As vividly portrayed by Peter Mullan (a well-known Scottish actor who has previously appeared in "Trainspotting" and "Braveheart" as well as Loach's "Riff-Raff"), Joe has the gravity and self-containment of a compact, athletic man's man who has learned the hard way that he can't trust himself. He has seen both sides of his own nature -- beloved father figure to his dead-end kids and vicious, abusive drunk -- and understands that the line separating them is so fine it almost doesn't exist. When Joe meets Sarah (Louise Goodall), the careworn nurse who teaches infant-care classes at the local health clinic, he can flirt with her with a practiced roguishness and even scam her for a job hanging wallpaper (which he's never done before). But when it comes to asking her out, he's as shy as a 12-year-old; Joe is tangibly unsure that letting someone get close to him is a good idea for either of them.

If Sarah's prior history remains more than a little shadowy, that's the script's fault, not Goodall's. Wearing the air of a woman who has sacrificed too much of herself for too little reward, Sarah can't help responding to Joe's attentions with an almost girlish eagerness, despite the understandable wariness that comes from daily exposure to the grimmer varieties of male behavior. Perhaps only Loach would try to elicit humor from a public-health nurse's struggle to communicate with her clientele -- when Sarah visits a young mother to inquire whether her infant son's testicles have descended properly, the woman is mystified. Patiently, Sarah tries again: "Are his wee balls hanging down all right?"

All I can say about the tender, passionate and all-too-fragile love affair that blossoms between Joe and Sarah is that if you don't weep over this damaged pair as they go bowling, trade early-punk trivia questions and do their damnedest to accommodate their awkward, loner lives to each other, you have no heart. There has always been an emotional core to Loach's best work, a belief in personal and even romantic redemption, but it has never been so compellingly delivered, so free of the dutiful dogma that sometimes congests his films (see, for instance, the lengthy political debate that bogs down the middle of "Land and Freedom," his attempt at a Spanish Civil War epic). When Joe's efforts to rescue the most pathetic member on his soccer team from an evil fate lead to his own criminal involvement and threaten to pull him and Sarah apart, what's at stake isn't some political abstraction, but the death of the precious and improbable hope growing at this movie's center.

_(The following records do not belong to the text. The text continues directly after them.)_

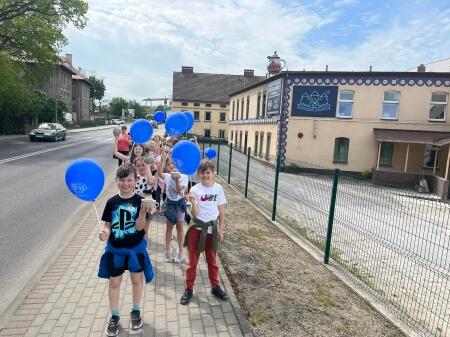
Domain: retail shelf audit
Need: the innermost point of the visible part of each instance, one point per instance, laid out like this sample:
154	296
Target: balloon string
98	217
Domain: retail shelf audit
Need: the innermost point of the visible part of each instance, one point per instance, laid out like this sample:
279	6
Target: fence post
326	258
275	192
218	157
229	163
247	173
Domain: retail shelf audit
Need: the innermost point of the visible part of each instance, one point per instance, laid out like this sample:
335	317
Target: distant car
117	121
48	131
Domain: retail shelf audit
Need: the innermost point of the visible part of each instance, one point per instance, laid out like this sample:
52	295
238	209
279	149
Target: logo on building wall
314	101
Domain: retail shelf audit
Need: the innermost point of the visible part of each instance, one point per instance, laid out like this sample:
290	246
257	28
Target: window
390	105
386	153
431	151
341	150
248	107
232	111
345	104
257	104
438	107
263	110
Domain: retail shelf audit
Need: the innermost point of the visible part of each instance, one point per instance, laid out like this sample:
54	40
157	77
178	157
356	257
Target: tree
32	30
116	105
97	91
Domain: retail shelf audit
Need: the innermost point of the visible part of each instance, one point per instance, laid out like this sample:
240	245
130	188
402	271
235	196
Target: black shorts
113	272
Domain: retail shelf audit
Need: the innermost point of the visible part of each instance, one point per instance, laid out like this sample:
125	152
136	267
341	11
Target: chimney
69	58
187	70
249	73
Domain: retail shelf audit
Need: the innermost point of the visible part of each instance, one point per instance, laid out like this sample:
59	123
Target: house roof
412	136
208	87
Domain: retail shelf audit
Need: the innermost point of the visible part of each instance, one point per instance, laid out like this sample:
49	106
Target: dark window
263	110
257	105
248	107
386	153
341	150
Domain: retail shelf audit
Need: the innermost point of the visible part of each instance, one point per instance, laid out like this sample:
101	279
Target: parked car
117	121
48	131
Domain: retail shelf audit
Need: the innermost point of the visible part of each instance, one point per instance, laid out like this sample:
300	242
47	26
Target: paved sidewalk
70	300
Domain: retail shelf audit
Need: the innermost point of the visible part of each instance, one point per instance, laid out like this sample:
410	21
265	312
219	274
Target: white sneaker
180	257
168	256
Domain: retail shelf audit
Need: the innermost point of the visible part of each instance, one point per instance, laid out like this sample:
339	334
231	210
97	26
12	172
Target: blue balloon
190	118
159	116
210	153
186	157
85	179
141	131
176	124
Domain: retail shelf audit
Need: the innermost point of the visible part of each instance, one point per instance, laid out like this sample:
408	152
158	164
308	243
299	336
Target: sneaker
180	258
219	293
186	298
113	326
168	256
135	320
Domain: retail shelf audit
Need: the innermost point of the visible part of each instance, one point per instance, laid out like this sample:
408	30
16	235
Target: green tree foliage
116	105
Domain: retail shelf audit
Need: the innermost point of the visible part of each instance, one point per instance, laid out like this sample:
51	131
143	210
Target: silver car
48	131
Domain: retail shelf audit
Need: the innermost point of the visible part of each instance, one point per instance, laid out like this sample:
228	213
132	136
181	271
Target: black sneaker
186	298
135	320
113	326
219	293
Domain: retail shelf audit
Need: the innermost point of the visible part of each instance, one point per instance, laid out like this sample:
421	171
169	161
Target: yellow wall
199	126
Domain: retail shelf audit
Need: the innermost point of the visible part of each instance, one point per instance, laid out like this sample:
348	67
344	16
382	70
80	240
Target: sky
136	45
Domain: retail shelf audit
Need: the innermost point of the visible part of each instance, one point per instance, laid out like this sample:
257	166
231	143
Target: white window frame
345	101
438	103
391	102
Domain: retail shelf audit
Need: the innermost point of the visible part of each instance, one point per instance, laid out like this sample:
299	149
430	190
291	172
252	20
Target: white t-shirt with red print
208	199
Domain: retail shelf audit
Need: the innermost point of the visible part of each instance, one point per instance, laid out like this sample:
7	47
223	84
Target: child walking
174	206
206	231
126	249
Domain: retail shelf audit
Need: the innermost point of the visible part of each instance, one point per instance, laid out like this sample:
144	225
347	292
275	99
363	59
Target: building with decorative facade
393	124
206	95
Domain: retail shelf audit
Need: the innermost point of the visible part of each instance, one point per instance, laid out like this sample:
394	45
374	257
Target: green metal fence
392	243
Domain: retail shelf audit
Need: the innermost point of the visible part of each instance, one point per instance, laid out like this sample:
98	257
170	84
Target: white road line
7	160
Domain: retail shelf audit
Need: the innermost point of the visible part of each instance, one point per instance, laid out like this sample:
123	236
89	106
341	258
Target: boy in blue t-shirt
126	248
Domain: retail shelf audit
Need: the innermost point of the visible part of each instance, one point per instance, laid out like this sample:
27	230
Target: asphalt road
36	209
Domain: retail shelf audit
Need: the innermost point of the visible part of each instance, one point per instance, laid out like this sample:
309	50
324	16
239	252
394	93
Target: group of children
147	170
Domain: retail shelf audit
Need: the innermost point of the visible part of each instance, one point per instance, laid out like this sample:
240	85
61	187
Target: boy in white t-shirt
206	231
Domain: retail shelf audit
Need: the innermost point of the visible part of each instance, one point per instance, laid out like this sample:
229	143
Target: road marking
7	160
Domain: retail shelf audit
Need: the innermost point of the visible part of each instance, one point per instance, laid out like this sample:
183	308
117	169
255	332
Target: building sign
314	101
273	103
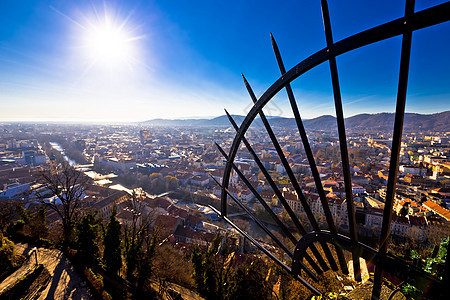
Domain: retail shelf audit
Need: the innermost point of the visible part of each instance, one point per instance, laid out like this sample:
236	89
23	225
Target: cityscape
122	177
174	171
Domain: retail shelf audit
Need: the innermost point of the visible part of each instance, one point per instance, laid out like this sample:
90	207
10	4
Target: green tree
88	231
138	243
250	282
112	255
6	253
213	272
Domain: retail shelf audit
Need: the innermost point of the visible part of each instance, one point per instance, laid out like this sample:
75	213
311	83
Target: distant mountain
381	122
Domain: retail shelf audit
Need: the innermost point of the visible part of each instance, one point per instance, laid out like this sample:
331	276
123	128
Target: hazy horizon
131	61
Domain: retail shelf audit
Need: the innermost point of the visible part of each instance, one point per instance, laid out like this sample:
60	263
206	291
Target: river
58	148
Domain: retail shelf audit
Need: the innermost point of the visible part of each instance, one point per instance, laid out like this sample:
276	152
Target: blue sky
184	59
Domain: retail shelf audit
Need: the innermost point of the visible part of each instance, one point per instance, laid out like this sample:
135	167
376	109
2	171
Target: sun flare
110	44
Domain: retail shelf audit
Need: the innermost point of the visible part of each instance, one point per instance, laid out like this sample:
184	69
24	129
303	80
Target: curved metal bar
419	278
422	19
273	257
342	138
296	186
266	230
395	149
310	156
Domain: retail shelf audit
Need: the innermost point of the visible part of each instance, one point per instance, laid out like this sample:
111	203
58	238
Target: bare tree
67	185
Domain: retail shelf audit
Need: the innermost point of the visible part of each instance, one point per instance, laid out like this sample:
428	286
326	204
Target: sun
109	43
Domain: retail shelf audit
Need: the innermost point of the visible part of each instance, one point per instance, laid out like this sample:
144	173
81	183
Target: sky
130	61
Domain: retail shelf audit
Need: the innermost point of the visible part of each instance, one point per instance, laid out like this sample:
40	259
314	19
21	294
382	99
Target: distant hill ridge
381	121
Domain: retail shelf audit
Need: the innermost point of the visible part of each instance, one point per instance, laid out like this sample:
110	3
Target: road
65	282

In a chilling scene where Joe blithely lies to Sarah about his criminal exploits, Mullan makes it clear that the arrogant, delusional personality of the hardcore drunk remains uncomfortably close to Joe's surface. Loach and Laverty, in fact, refuse to make easy excuses for Joe's decisions. Their point is more that life in places like working-class Glasgow enforces unacceptable bargains -- you can turn away from those you love to save yourself, or you can risk your own destruction for others, never knowing if any good will come of it.

Joe's rapid downward spiral into violence and disaster, and its startling resolution, may strike some viewers as overly melodramatic. But the intense naturalism of Loach's filmmaking -- as always, he uses natural light and actual settings, shoots in sequence and packs as many local non-actors into the cast as he can -- allows him to take extraordinary liberties with his narrative universe without destroying it. Like all successful tragedy, "My Name Is Joe" ends in profound sadness but not in despair. We can just barely believe, at the end of this resonant and moving film, that Joe and Sarah might have a future -- and we know how terribly high its price has been.


By Andrew O'Hehir

Andrew O'Hehir is executive editor of Salon.